Dans les années qui suivirent, les autorités FLN tentèrent de faire croire que la Révolution algérienne avait effacé le particularisme kabyle. La presse officielle et l'université développèrent inlassablement la théorie selon laquelle les Berbères, peuple sémitique issu du Proche-Orient, seraient d'origine arabe et que leur destinée était de se fondre dans l'arabité. El Idrissi, historien arabe du XII, siècle, n'avait-il pas écrit que "les Zanètes, censés être la tribu autochtone par excellence, étaient originellement formés d'Arabes de race pure Par suite de leur alliances avec leurs voisins, ils sont devenus Berbères"?

Des mesures répressives furent prises contre les revendications culturelles des Kabyles. L'expression publique des revendications berbères ne se manifesta que lors des événements connus sous le nom du "printemps berbère" (Tafsut) d'avril 1980. Pendant trois jours, "les trois glorieuses", de violentes manifestations animées par les milliers d'étudiants de l'université de Tizi-ouzou firent connaître le sentiment général de tous les Kabyles contre la politique d'arabisation et leur revendication essentielle: "le berbère langue nationale".

Après de nouveaux affrontements en 1981 entre intégristes musulmans et membres du collectif berbère, le FLN dénonça "ces complots contre l'unité nationale" et accusa "les impérialistes colonialistes français". Il lui fallut dix ans de louvoiements pour comprendre l'authenticité de la revendication berbère. En 1990 et 1991 seulement fut concédée la création dans deux universités, celles de Tizi-Ouzou et de Bougie, de chaires de langue et culture berbères. Le mot berbère reste pourtant ignoré de la dernière Constitution révisée en 1989.

Cette renaissance berbère, inattendue, ne s'explique probablement pas par le rôle accru des linguistes, spécialistes des langues et parlers thamazight, vu la faible diffusion de leurs écrits. C'est la culture orale kabyle qui s'est brusquement renforcée gràce au succès de la nouvelle chanson. Aujourd'hui, la chanson néo-kabyle enthousiasme et solidarise tous les milieux sociaux. Riche d'authentiques poètes, elle est devenue l'expression identitaire d'un peuple fier et sensible qui entend réaffirmer sa personnalité méconnue.

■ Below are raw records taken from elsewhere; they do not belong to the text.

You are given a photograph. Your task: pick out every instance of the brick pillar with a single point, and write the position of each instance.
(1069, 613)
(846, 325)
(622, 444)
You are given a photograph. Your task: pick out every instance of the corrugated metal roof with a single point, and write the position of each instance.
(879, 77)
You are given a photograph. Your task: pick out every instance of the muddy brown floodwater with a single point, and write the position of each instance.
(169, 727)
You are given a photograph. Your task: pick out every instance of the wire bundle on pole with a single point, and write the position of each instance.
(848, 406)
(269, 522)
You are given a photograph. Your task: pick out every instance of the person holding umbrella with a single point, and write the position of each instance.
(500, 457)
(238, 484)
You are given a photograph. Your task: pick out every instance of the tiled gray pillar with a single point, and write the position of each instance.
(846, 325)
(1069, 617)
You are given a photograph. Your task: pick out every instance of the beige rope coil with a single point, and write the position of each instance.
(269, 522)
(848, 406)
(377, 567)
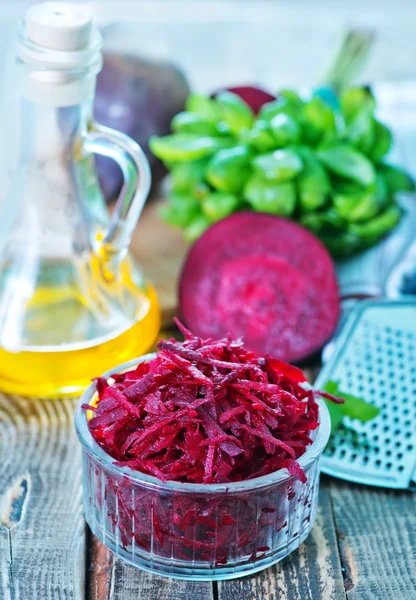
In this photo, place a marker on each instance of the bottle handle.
(134, 165)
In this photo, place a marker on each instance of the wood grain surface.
(42, 541)
(312, 572)
(376, 532)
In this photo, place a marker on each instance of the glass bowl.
(197, 531)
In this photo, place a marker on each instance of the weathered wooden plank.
(377, 539)
(112, 579)
(313, 572)
(42, 541)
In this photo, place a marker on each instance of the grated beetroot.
(205, 411)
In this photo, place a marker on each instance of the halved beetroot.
(265, 279)
(253, 96)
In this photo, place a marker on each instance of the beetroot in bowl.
(242, 499)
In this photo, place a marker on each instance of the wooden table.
(362, 547)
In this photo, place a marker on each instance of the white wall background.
(277, 42)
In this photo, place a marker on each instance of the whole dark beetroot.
(139, 97)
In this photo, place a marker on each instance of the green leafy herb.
(353, 407)
(319, 160)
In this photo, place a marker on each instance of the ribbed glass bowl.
(197, 531)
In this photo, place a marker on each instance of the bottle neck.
(50, 132)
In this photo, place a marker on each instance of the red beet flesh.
(262, 278)
(253, 96)
(205, 411)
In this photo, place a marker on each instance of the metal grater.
(375, 358)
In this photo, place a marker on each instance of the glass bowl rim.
(99, 455)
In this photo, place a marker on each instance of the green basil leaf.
(347, 162)
(397, 179)
(381, 143)
(235, 112)
(280, 165)
(270, 196)
(186, 146)
(285, 130)
(353, 407)
(229, 169)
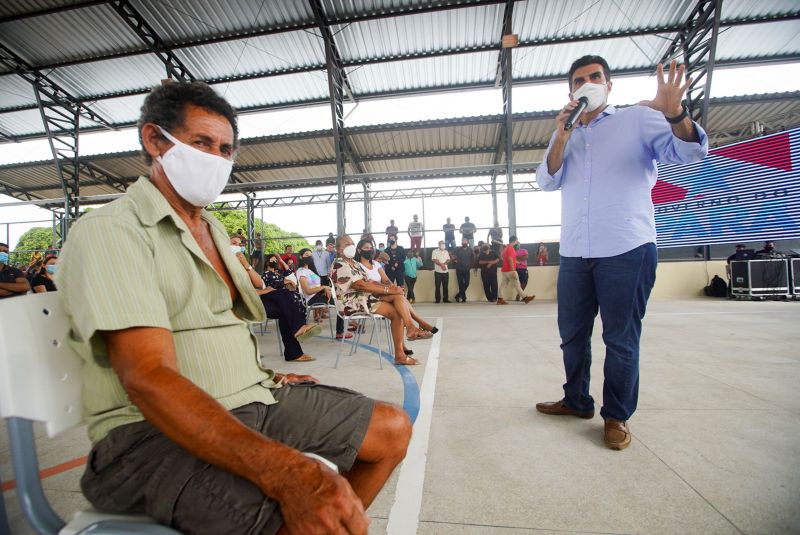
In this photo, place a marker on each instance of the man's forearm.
(14, 287)
(210, 432)
(685, 130)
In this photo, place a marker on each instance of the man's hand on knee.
(317, 500)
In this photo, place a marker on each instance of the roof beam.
(175, 68)
(652, 30)
(47, 87)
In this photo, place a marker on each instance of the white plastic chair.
(40, 380)
(361, 319)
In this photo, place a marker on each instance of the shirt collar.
(151, 205)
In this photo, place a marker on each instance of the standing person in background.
(542, 256)
(415, 230)
(464, 259)
(330, 240)
(488, 261)
(495, 239)
(441, 273)
(391, 231)
(12, 281)
(606, 169)
(330, 248)
(467, 231)
(522, 268)
(509, 272)
(289, 258)
(449, 235)
(410, 266)
(257, 256)
(322, 262)
(367, 235)
(394, 267)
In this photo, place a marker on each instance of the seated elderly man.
(356, 293)
(185, 425)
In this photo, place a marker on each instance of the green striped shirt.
(134, 263)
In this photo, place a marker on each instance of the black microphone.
(582, 103)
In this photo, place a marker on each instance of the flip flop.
(308, 333)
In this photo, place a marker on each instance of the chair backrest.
(40, 375)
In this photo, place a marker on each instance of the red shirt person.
(509, 273)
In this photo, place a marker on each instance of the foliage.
(237, 219)
(35, 239)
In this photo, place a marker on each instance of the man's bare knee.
(388, 435)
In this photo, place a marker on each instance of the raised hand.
(669, 94)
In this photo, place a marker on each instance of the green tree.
(276, 239)
(35, 239)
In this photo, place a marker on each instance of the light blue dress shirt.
(608, 171)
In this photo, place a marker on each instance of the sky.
(539, 210)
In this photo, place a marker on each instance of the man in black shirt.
(449, 235)
(395, 268)
(467, 231)
(488, 261)
(464, 257)
(12, 280)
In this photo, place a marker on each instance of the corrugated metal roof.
(189, 20)
(399, 36)
(79, 33)
(752, 41)
(468, 141)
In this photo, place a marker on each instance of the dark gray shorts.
(136, 469)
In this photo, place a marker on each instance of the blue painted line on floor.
(410, 386)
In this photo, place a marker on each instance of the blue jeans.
(619, 287)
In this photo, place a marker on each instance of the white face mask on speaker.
(197, 176)
(596, 94)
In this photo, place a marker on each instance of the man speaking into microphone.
(605, 166)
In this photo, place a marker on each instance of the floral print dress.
(348, 299)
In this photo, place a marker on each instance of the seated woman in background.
(281, 303)
(314, 291)
(365, 254)
(356, 293)
(43, 280)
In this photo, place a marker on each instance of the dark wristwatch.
(680, 117)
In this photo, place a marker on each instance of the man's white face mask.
(349, 251)
(197, 176)
(596, 94)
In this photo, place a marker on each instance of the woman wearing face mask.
(314, 291)
(357, 293)
(282, 302)
(44, 280)
(365, 253)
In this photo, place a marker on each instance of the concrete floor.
(716, 444)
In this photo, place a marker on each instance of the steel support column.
(251, 222)
(61, 122)
(336, 85)
(367, 205)
(504, 70)
(697, 43)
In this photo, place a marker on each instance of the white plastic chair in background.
(40, 380)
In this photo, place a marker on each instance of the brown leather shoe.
(616, 434)
(559, 408)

La politisation intensive depuis 1988 a pu sembler faire passer au deuxième plan la revendication culturelle. Des partis comme le Front des forces socialistes (FFS) d'Aït Ahmed ou le Rassemblement pour la culture et la démocratie (RCD) du docteur Saadi ont cru pouvoir mobiliser les Algériens de toutes les régions. Il y ont échoué. Toutefois, lors des élections de juin 1990 et de décembre 1991, ces partis ont obtenu des succès parfois importants auprès des populations kabyles. Ainsi s'est trouvée confirmée la pérennité de la distinction entre les arabophones majoritairement séduits par les partis islamistes et les berbérophones attachés avant tout à la défense de leur personnalité.

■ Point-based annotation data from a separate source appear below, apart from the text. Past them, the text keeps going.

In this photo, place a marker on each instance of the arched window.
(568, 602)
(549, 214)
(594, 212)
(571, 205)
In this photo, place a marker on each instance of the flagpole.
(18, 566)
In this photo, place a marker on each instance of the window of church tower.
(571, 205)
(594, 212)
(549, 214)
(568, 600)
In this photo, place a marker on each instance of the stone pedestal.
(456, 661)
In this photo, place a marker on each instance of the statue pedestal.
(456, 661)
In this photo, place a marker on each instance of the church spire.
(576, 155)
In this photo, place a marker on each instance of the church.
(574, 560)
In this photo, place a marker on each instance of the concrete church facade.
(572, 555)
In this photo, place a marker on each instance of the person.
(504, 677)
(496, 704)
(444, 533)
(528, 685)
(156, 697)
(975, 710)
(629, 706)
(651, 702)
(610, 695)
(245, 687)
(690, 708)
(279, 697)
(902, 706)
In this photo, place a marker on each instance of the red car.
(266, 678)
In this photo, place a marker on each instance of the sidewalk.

La Kabylie aspire à la reconnaissance de son identité, au respect et à la sauvegarde de sa culture, non à la constitution d'une nation berbère et à l'éclatement de l'Algérie unitaire. Seule l'instauration d'un pouvoir islamiste ou militaro-islamiste ouvertement décidé à liquider la contestation berbère pourrait provoquer le passage à une revendication nationaliste.

Charles-Robert AGERON

* historien, professeur des Universités.

DATES

- Vers 240-149 av. L-C.: Masinissa, roi des Numides orientaux (berbères), devient le plus puissant souverain de l'Afrique du nord.

- 118-105 av. J.-C.: Jugurtha, petit-fils de Masinissa, résiste à l'occupation romaine. Vaincu, il meurt à Rome dans un cachot.

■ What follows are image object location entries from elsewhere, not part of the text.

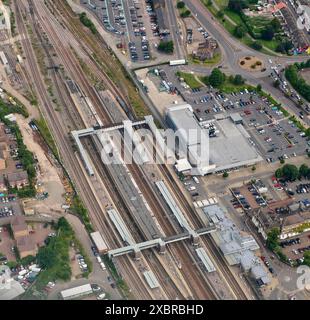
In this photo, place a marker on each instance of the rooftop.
(17, 176)
(229, 149)
(25, 244)
(18, 224)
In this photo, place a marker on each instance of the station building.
(229, 146)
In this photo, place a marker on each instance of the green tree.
(220, 14)
(276, 25)
(307, 258)
(238, 80)
(186, 13)
(268, 33)
(276, 83)
(47, 256)
(236, 5)
(279, 173)
(239, 31)
(256, 45)
(272, 239)
(217, 78)
(180, 5)
(304, 171)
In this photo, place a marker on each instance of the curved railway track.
(68, 154)
(201, 290)
(207, 239)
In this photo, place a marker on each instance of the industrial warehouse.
(229, 147)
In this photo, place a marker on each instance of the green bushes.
(88, 23)
(79, 209)
(297, 82)
(54, 257)
(291, 172)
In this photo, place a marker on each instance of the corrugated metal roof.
(151, 279)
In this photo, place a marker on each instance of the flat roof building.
(228, 149)
(76, 292)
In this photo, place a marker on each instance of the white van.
(102, 265)
(101, 296)
(196, 179)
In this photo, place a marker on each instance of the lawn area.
(272, 45)
(228, 87)
(54, 257)
(46, 134)
(234, 17)
(189, 79)
(221, 3)
(209, 62)
(256, 24)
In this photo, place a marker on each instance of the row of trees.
(54, 257)
(217, 78)
(291, 172)
(297, 82)
(267, 32)
(87, 22)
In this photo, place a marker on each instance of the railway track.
(69, 158)
(180, 249)
(160, 268)
(207, 239)
(203, 288)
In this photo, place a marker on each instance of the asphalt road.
(233, 50)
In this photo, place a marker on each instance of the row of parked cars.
(82, 264)
(6, 212)
(240, 201)
(303, 188)
(289, 242)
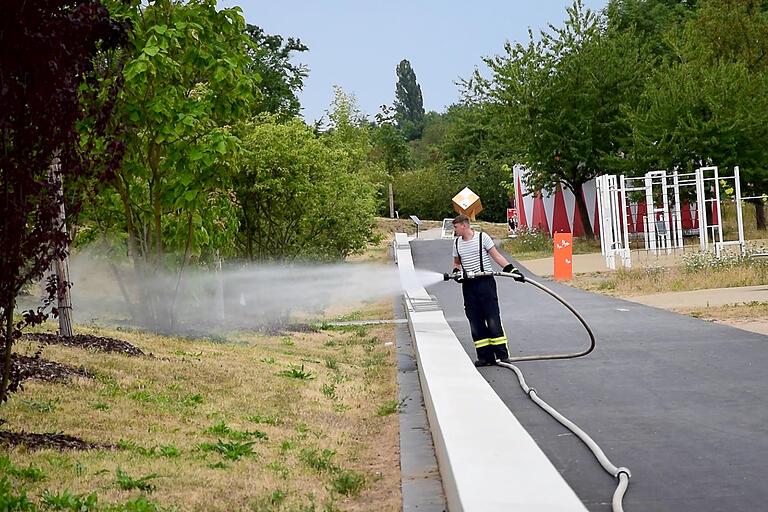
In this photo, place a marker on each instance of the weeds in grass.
(128, 483)
(340, 407)
(187, 354)
(296, 372)
(221, 429)
(329, 390)
(233, 450)
(65, 500)
(11, 501)
(319, 460)
(31, 472)
(348, 482)
(279, 469)
(169, 450)
(390, 407)
(268, 503)
(267, 420)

- Vers 695: la Kahina (»Jeanne d'Arc berbère ) s'oppose à la conquête arabe.

- Au VIIIe siède, les Berbères se convertissent massivement à l'Islam.

- XIIIe Siècle: la dynastie berbère des Almohades parvient à réaliser l'unité de l'Andalousie et de l'Afrique du Nord.

- 1871: soulèvement kabyle contre la colonisation française.

BIBLIOGRAPHIE

- Charles-Robert Ageron, Histoire de l'Algérie contemporaine 1830-1968, »Que-sais je? , PUF.

- Benjamin Stora, Histoire de l'Algérie depuis l'indépendance, »Repères , La Découverte.

- Jean Amrouche, Chants berbères de Kabylie, L'Harmattan.

- Mouloud Mammeri, la Colline oubliée, »Folio (n· 2353), Gallimard.

- Kateb Yacine, le Poète comme un boxeur. Entretiens, 1958-1989, Seuil.